Even though the value of the dollar and the trade deficit may fluctuate, globalization is here to stay. We all know about multinational corporations, but even an increasing number of small businesses are finding it possible to take their businesses abroad. A 2007 UPS survey found that a third of all small businesses are already involved in international trade, and the think tank Institute for the Future wrote in a February 2008 report that half will be involved by 2018.

But that number doesn't show the practical side of the matter: Who is going to make all these global deals happen? Naren Balasubramanian, a member of the board of advisers for Global Crosswalk Inc., is the first to tell you it's not easy. Too many players in trade are sending white males to offices to lead groups of Indians, he says, without knowing what they are getting into. That's where his company comes in. Global Crosswalk, owned by Radha Nath, a Canton, Mich.-based entrepreneur, helps employees of local corporations being sent abroad prepare for the cultural differences they will encounter. It also offers services to help employees of foreign companies sent to work in the area adjust to life in the States. "Being able to build bridges with different cultures brings me joy," Nath says.

The burgeoning field of global consulting also brings Renato Beninatto joy. "I have a goal of visiting three new countries a year," he says. Beninatto has been able to achieve that goal as "chief connector" for Common Sense Advisory Inc., the Boston-based global research firm he cofounded in 2002. Common Sense Advisory provides research about the global marketplace to foreign language translation service companies and works with other global companies on how they can better provide services to foreign countries. For example, a company might not know how to write a user guide for a product in a foreign country, or might lose global customers because it cannot offer the right payment option. Common Sense offers expertise on those kinds of issues. "Language is an enabler and a multiplier of business," says Beninatto.

What does it pay?

According to the Bureau of Labor Statistics, the mean annual wage for executives in the management, scientific, and technical consulting industry in May 2007 was $182,790. What kind of background do you need?

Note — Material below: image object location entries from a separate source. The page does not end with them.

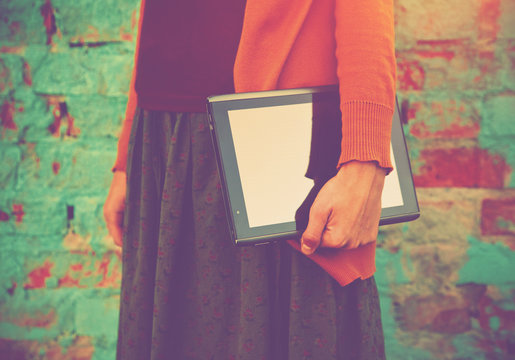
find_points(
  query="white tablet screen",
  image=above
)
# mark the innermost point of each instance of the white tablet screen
(272, 144)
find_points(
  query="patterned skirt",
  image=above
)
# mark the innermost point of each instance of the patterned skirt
(189, 293)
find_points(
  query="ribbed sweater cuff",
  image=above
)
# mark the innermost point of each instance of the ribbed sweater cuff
(366, 133)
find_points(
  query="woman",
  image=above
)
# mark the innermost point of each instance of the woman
(187, 293)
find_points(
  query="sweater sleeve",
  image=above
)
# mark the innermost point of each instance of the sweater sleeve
(123, 141)
(365, 53)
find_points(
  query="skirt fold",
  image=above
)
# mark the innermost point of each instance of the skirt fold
(189, 293)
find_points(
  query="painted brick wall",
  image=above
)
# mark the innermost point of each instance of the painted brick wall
(447, 280)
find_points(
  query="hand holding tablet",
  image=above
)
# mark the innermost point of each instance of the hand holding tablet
(276, 149)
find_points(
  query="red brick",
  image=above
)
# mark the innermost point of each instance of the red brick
(460, 167)
(452, 321)
(7, 115)
(410, 75)
(34, 320)
(438, 313)
(443, 119)
(498, 217)
(489, 13)
(38, 276)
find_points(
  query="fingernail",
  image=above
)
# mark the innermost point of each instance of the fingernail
(306, 249)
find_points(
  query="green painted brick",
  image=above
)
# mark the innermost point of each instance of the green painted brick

Direct experience with international business is a prerequisite. Beninatto had been an entrepreneur in his native country of Brazil and had expanded that business to Argentina. What allowed him to generate clients right off the bat, he says, was that he and his partners already had a reputation as "thought leaders" in the area of globalization, specifically on issues of foreign languages. Knowledge about a specific area of international business and global trade can be used for public speaking or blogging, providing the perfect launching pad for a start-up. Nath says that her connections with the Detroit-area Asian-American community were one of the most helpful parts of her background. She used that network of friends as the starting place for her marketing strategy. Experience in human resources—Nath worked in that field for over a decade—can also help you find talented people to work as consultants with your customers. How do you get started?

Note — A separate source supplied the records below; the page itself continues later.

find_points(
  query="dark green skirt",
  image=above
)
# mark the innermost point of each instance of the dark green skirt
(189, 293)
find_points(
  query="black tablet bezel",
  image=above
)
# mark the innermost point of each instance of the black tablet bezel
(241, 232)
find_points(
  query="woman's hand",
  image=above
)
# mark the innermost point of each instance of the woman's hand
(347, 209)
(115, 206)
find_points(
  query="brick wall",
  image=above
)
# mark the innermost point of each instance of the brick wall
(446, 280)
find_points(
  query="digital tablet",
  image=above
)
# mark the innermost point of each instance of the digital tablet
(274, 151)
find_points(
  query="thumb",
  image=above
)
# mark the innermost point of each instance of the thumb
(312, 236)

Traditional start-up costs—like renting an office—aren't necessary in this line of work. "It lends itself to virtual offices," Nath says. She mainly works from her home, and when she needs to formally meet with clients or hired consultants, she has arrangements with the local chamber of commerce for office space. Being a member of the Detroit Chamber of Commerce has also been a great way to find businesses in the area that are in need of her services, she says. The main start-up cost, however, will be intellectual capital, as the quality of your service is only as good as the quality of your ideas. Beninatto's cofounder of Common Sense Advisory, Don De Palma, was an early researcher about globalization at Forrester Research. Beninatto says it was useful to divide the work so that his partner focuses on the research products and he handles the face-to-face meetings. They also have a separate executive run the business side of things to allow them to concentrate on their services. "When you're working, you're not selling. When you're selling, you're not working. We needed somebody above us," Beninatto explains.